So following on from my massive struggle/freakout/God’s got this blog I wrote a few months ago (see here), I passed my driving test!
I stupidly booked it for the week after a Christian Conference during which I would have absolutely no time to practice, and plenty of time to overthink. During my lessons, I had always struggled my first lesson back after I’d been out of Formby for a while. I assumed the week away at New Wine would be no different and so I decided to have 6 hours worth of lessons the week before in the hope that something might stick for longer than a week.
I wasn’t at all convinced that this plan would work, but, took the risk and spent the money on 6 lessons anyway.
And then something clicked. After all those many many hours of prayer that it would ‘just click’, it seemed to do so. At the end of those six lessons, my instructor and I discussed postponing the test, but he really felt that it was worth my having a go, even if I failed. So I stuck with the date and went off to New Wine.
I dived into the busy, deep, creative, tiring and joyful world of New Wine as I had done the year before. For hours at a time I forgot about the looming driving test. I watched the guy who drove the 7 hours down south and back very carefully, hoping to capture some last minute tips from someone who could drive.
I got home from New Wine feeling damp and smelly from camping, but also peaceful. Unusually for me, I just felt ‘whatever will be will be’.
The next day, I had my final lesson before my test. That morning the depth of peace continued, but more than that, I felt so grateful. I was grateful because I could face doing my driving test without wanting to die, pass out or projectile vomit. I never thought I’d get to the place where I could face it- but there I was; ready. I knew absolutely that this transformation was not of my own doing, but by God’s grace and therefore I was grateful.
It was a warm afternoon on that last lesson, and I found myself driving down a busy street with the car windows open. We stopped at some traffic lights and out of nowhere, ‘Onward Christian Soldiers’ started playing on an organ. No such instrument, nor church, anywhere near by. The instructor looked around and asked ‘Where is that coming from?’ and he could see nothing.
I don’t know who or what played that music but it spoke to me very clearly: God was with me.
The day of the test came and again, I felt peace. Peace that I had never experienced during driving in the many, many lessons and practices I’d had to that point. I didn’t mind what the result was. God was with me and he had already worked a miracle as far as I was concerned because I was ready.

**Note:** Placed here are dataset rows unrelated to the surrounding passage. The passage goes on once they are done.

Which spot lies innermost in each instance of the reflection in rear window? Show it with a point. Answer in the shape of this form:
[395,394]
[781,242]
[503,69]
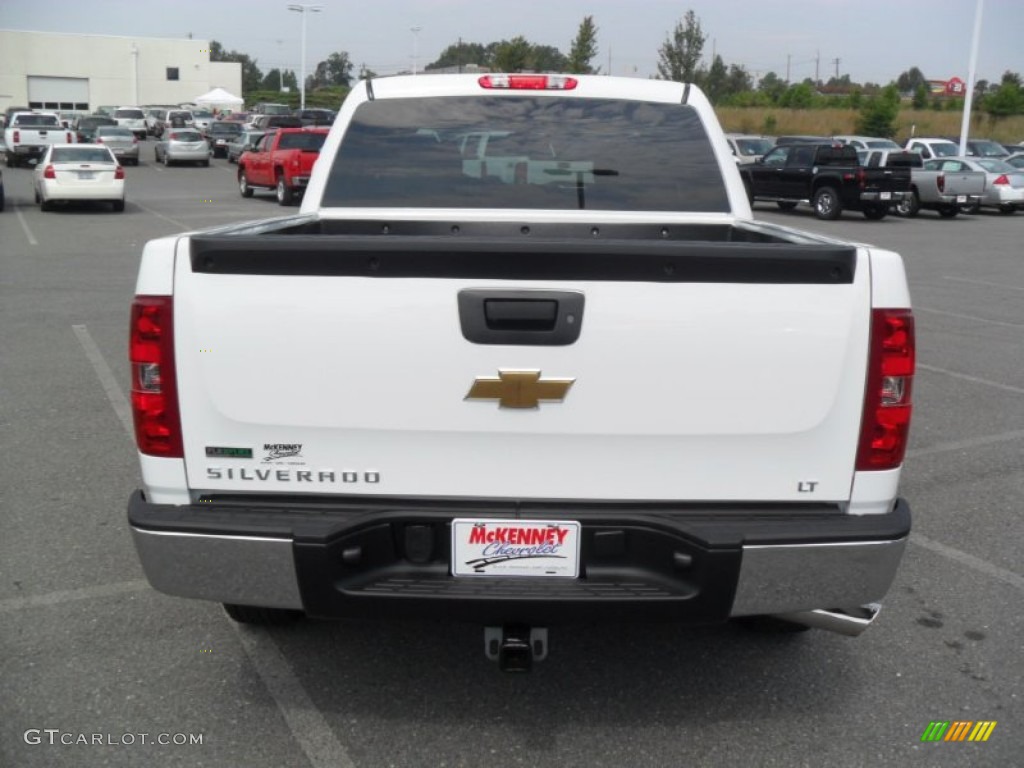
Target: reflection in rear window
[526,152]
[81,155]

I got in the car to do my test with the examiner, drove round Southport for a bit, did the best parallel park I’d ever done (and ever will do!) and ended up having a chat about church, sermons, dwindling congregation numbers and his wife’s life-changing illness.

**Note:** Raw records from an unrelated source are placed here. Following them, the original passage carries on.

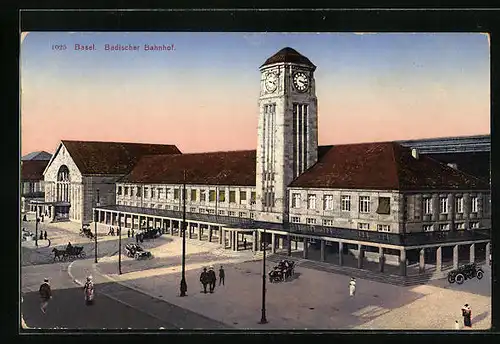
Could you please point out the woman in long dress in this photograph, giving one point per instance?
(352, 287)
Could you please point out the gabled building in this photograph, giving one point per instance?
(82, 175)
(31, 179)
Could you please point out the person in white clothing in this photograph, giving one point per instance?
(352, 286)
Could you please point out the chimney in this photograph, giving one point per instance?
(414, 153)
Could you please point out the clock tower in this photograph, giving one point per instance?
(287, 130)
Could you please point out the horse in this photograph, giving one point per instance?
(59, 253)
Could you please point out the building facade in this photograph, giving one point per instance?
(377, 201)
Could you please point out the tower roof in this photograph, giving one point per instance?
(289, 55)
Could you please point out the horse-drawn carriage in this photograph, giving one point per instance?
(69, 253)
(282, 271)
(468, 271)
(137, 252)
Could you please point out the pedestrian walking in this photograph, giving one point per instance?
(352, 287)
(222, 275)
(467, 315)
(45, 295)
(204, 279)
(212, 279)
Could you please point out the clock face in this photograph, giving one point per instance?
(300, 81)
(271, 82)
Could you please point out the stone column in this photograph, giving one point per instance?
(472, 253)
(361, 256)
(455, 257)
(381, 259)
(402, 262)
(306, 247)
(421, 264)
(341, 253)
(273, 243)
(439, 259)
(488, 252)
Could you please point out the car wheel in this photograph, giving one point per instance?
(479, 274)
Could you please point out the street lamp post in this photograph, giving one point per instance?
(119, 244)
(95, 228)
(263, 319)
(183, 285)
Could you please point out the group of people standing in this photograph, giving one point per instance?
(208, 278)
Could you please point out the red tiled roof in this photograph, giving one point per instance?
(382, 165)
(33, 169)
(289, 55)
(112, 157)
(218, 168)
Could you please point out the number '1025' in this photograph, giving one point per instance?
(59, 47)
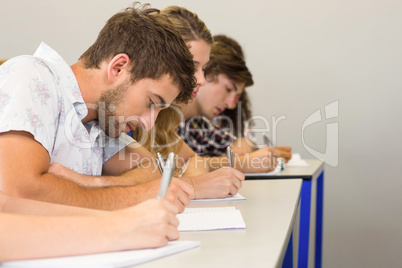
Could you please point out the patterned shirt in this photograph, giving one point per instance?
(204, 137)
(39, 94)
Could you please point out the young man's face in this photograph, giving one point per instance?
(129, 106)
(217, 95)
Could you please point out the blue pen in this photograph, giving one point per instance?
(229, 155)
(166, 177)
(160, 162)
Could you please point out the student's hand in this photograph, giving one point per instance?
(284, 152)
(217, 184)
(147, 225)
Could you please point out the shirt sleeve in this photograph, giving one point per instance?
(28, 99)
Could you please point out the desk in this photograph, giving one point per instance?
(269, 213)
(311, 209)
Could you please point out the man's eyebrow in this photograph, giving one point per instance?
(161, 100)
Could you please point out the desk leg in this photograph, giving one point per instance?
(304, 230)
(319, 220)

We got back to the test centre and he asked me how I thought I’d done.
‘Ok, but I’m not sure what the result is’ I replied.

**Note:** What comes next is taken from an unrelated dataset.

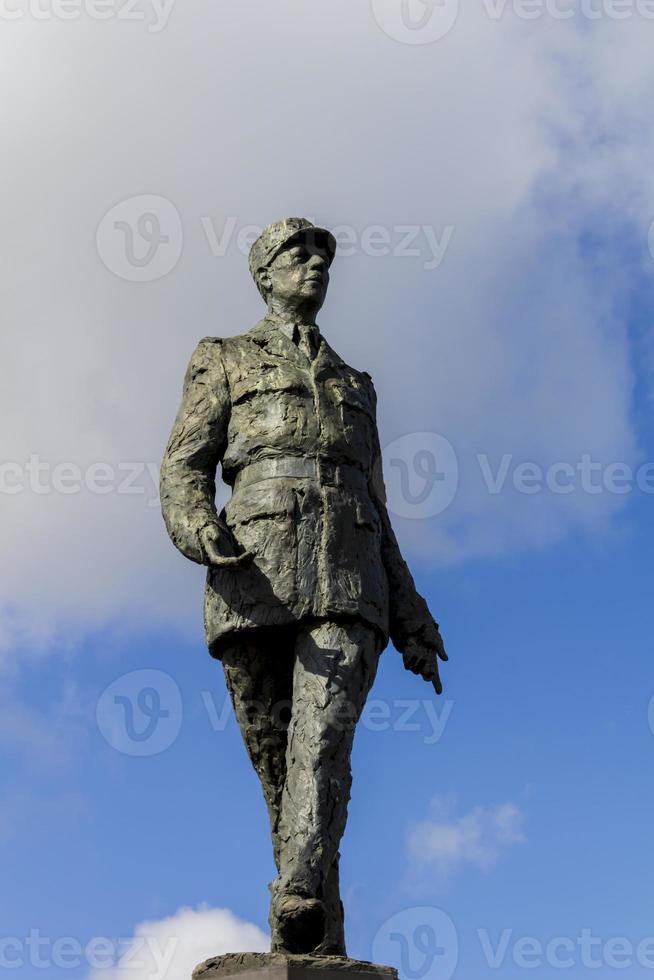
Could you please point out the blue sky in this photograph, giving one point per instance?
(494, 194)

He drew a big breath. ‘I have to tell you that you came so close to passing…’
‘Noooo’ I said, with my head on the steering wheel.
‘…without fault’ he continued. ‘You passed with one minor, congratulations!’
Well, I didn’t know whether to laugh or cry!
I had no expectation of passing first time, so much so that I’d no idea how to change my insurance policy, nor how much my updated insurance would cost!
Learning to drive has been such a journey, and it continues as a new driver. From motorway driving on my own for the first time when I got pins and needles in my hands from gripping the steering wheel so tightly, to the car failing it’s first MOT with us because it wasn’t as good as we thought it was when we bought it. I think driving, and cars, will be one of those life-long learning things for me.
So there it is! I can now truly say: she is clothed with dignity and strength and laughs without fear of the clutch pedal*
*unless driving up hills in the Lake District. I’ll need a bigger car with a bigger engine before I try that again!